Pedrito Martinez Quartet / Picoso

Thursday, October 22, 8:30pm | Nectar Lounge
$12 advance | $16 day of show

It’s generally a reliable sign that something exceptional is going on when the practitioner of a somewhat non-mainstream style of music (singing in Spanish to boot) begins to attract international attention with a weekly gig at a modest-sized New York City restaurant.

Such is the case with the extraordinary Pedrito Martinez Group, whose legendary residency at Manhattan’s Guantanamera Restaurant has earned the group and its leader wide-eyed praise from titans of rock, jazz, and Latin music alike. Martinez can count among his fans Eric Clapton, Derek Trucks, Rubén Blades, Steve Winwood, Taj Mahal, John Scofield, Steve Gadd, Paquito D’Rivera, and Joe Lovano, to name but a few. Wynton Marsalis himself puts it simply: “Pedrito is a genius.”

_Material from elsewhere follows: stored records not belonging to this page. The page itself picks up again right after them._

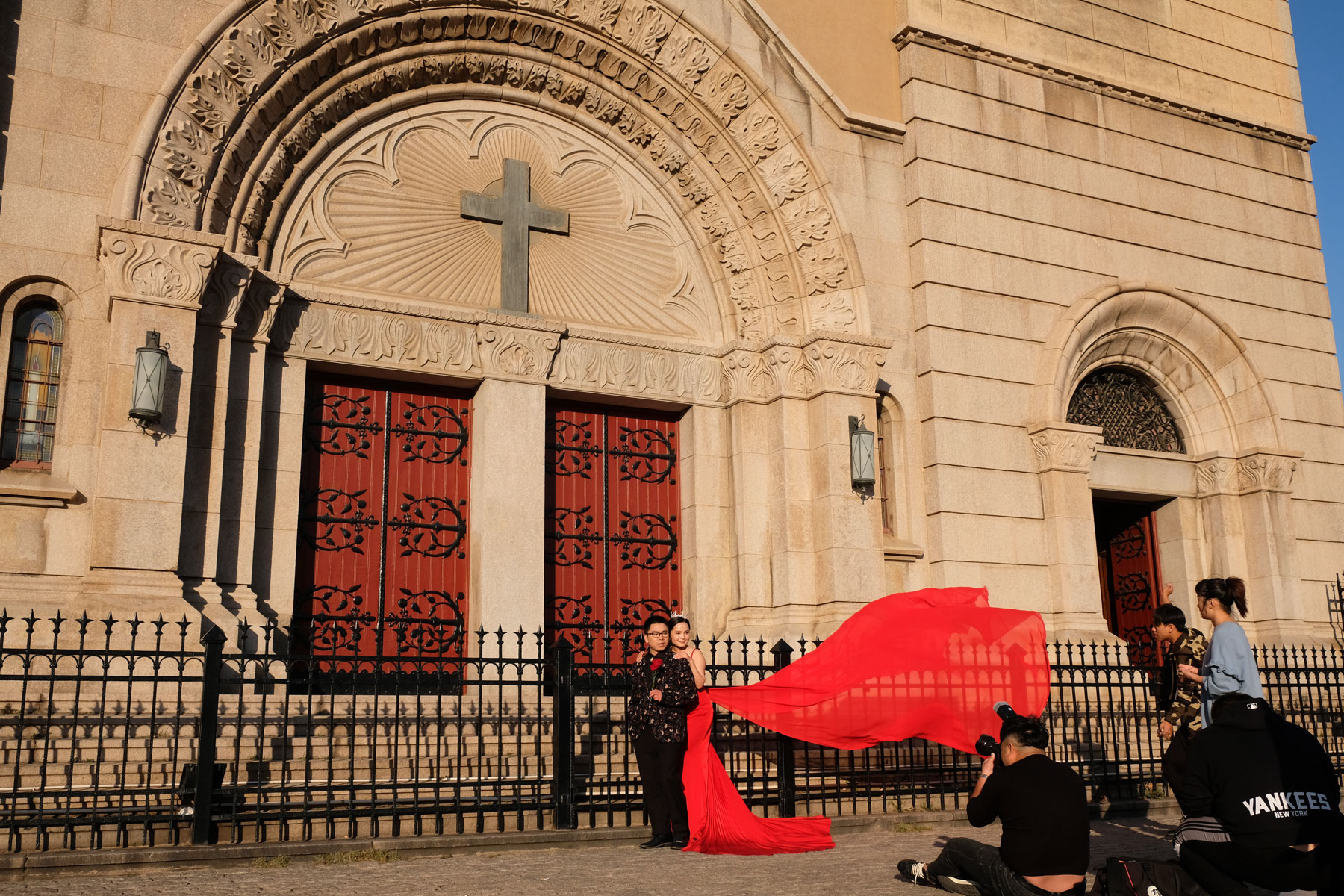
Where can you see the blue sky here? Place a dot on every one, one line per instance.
(1317, 26)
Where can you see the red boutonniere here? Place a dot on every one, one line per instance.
(655, 665)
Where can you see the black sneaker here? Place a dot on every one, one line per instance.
(915, 872)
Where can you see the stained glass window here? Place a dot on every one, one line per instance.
(33, 386)
(1128, 408)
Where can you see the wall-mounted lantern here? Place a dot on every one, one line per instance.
(147, 391)
(862, 454)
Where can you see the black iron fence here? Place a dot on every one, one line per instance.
(104, 726)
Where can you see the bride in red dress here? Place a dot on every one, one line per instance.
(721, 822)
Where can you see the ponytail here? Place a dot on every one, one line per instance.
(1230, 593)
(1236, 590)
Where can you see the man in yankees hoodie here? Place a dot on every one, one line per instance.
(1275, 791)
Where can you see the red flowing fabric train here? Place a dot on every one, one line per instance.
(721, 822)
(927, 664)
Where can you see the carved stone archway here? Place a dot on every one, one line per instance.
(1194, 359)
(276, 82)
(279, 92)
(1228, 492)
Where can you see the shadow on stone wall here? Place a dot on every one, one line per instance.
(10, 13)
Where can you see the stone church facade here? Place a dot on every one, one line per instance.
(522, 314)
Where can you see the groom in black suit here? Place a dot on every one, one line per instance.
(662, 695)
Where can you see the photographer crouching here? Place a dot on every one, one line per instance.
(1043, 806)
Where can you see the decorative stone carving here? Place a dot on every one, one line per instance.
(277, 82)
(394, 193)
(475, 344)
(317, 329)
(598, 364)
(517, 352)
(156, 265)
(261, 304)
(1245, 474)
(1065, 447)
(225, 292)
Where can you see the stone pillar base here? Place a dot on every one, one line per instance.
(1080, 626)
(789, 621)
(124, 591)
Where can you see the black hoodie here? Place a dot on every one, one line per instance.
(1268, 781)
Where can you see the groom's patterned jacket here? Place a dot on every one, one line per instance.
(667, 718)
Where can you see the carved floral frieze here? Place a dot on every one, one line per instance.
(268, 97)
(1246, 474)
(1065, 447)
(156, 265)
(491, 344)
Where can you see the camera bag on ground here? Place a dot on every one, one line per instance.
(1140, 877)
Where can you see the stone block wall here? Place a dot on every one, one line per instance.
(1030, 188)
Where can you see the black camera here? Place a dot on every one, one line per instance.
(987, 746)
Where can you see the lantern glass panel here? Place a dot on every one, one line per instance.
(862, 458)
(147, 399)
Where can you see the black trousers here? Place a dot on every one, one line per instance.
(1225, 869)
(660, 771)
(1175, 759)
(984, 867)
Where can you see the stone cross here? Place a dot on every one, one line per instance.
(517, 217)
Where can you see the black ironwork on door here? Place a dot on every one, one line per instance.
(382, 528)
(613, 532)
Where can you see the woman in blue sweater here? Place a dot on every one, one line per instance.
(1229, 664)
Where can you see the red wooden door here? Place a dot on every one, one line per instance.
(1135, 581)
(382, 568)
(613, 535)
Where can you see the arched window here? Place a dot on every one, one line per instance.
(33, 386)
(1128, 408)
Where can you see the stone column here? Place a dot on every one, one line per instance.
(505, 509)
(1065, 453)
(809, 548)
(709, 571)
(156, 279)
(1221, 514)
(1251, 507)
(203, 487)
(242, 442)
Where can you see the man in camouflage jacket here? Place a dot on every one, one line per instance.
(662, 694)
(1177, 699)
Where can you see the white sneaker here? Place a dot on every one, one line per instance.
(959, 886)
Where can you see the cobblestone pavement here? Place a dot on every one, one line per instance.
(862, 862)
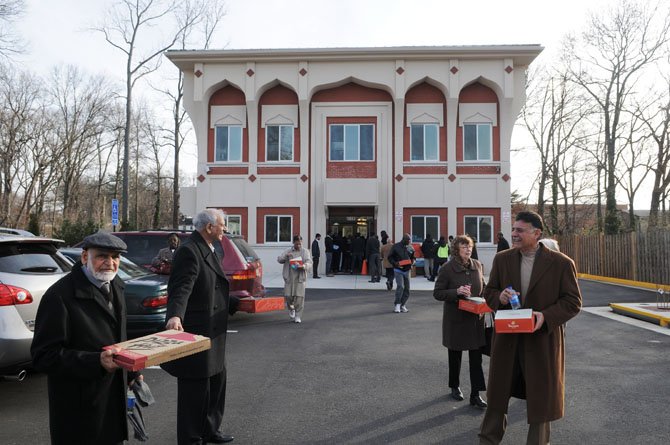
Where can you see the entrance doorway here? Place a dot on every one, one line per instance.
(347, 221)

Since relocating to New York in 2000, the Cuban-born Martinez has extended and refined his consummate mastery of a wide variety of popular Latin music forms anchored with a deep mastery of Afro-Cuban folkloric rhythms. His exceptionally strong tenor voice and dizzying skills on the congas are stretched by an infectious energy and unmistakable joy in the making of music, and he has found the perfect vehicle for his talents with his amazing quartet, which includes Álvaro Benavides providing elastic counterpoint and locked-in groove on electric bass, Jhair Sala (who has played with Martinez since the age of 10) on vocals and percussion, and the band’s newest member, the exceptional pianist Edgar Pantoja-Aleman. The band creates a very big sound, able to seemingly ratchet up to the intensity and drive of a full salsa orchestra, and yet still turn on a dime with the improvisatory flexibility of a small jazz group.

Martinez’s performances are absolutely can’t-miss events (especially on the West Coast) and are guaranteed to create a room full of minds blowing, jaws dropping, and bodies grooving.

Seattle’s own Latin music heroes Picoso open the show. Expect an equally lively set from the group, who recently released their long-awaited Mi Paraiso, Picoso’s third full-length album which demonstrates their maturation as a band and their unique brand of Latin music, at once grown in the Pacific Northwest and rooted in tradition.